Ca a explosé, dans le domaine de l'art mais aussi du divertissement. Il y a eu beaucoup de ventes d'objets. Et surtout, Sorare, un jeu en ligne autour du football, dans lequel les joueurs achètent, vendent, échangent et gèrent une équipe virtuelle avec des cartes de joueur numériques (NDLR : aurait fait une levée de fonds record de 500 M€ sur une valorisation de 4 Mds€, voir notre revue de web). Ces cartes de jours de foot connaissent une croissance plus rapide que celle de Google à ses début. Au dessus des collections, on peut créer des services et des lieux de discussion.
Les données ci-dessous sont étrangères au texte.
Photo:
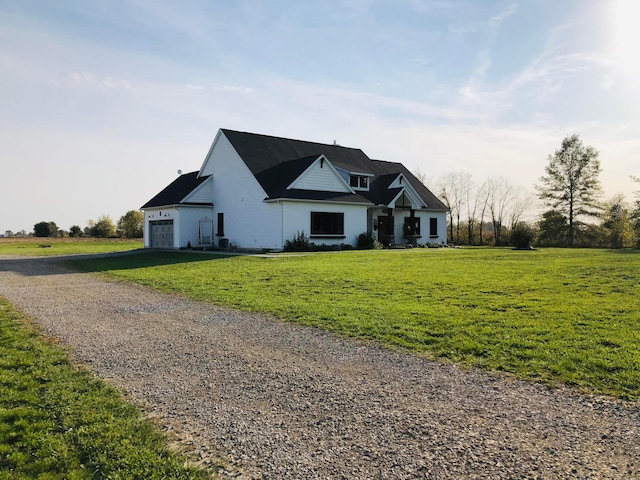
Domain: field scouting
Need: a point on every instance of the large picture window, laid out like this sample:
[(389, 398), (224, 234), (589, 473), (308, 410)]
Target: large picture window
[(327, 223)]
Dans un autre domaine, si vous êtes fan d'un marque, et que vous possédez beaucoup de produits, vous pouvez aussi créer une façon de représenter votre profil avec certitude sur vos assets. On peut se servir des ces assets pour filtrer l'information.
Quel est l'objet d'Arianee ?
Nous nous sommes créés en 2017. A l'époque, personne ne comprenait le mot NFT. On ne prononçait même pas le mot. Nous pensions déjà qu'il fallait aider les marques à rentrer de manière native dans le digital. Aujourd'hui, Arianee est un consortium qui réuni une cinquantaine de marques, comme le groupe Richemont, Breitling ou Hermès. Avant, elles interagissent en surface, au travers des grandes plateformes Google et Facebook, qui collectent l'info des marques pour les servir. Le GDPR n'a pas redonné au public le contrôle de sa data : il accepte les conditions sans savoir le détail de ce qui est fait derrière.Notre protocole leur permet de créer des passeports numériques qui leur permet d'avoir un lien direct avec leurs clients. La troisième version d'Internet, après le Web et le 2.0, c'est de posséder des actifs numériques, une version digitale des objets dans le monde réel et de recréer un social Graph décentralisé.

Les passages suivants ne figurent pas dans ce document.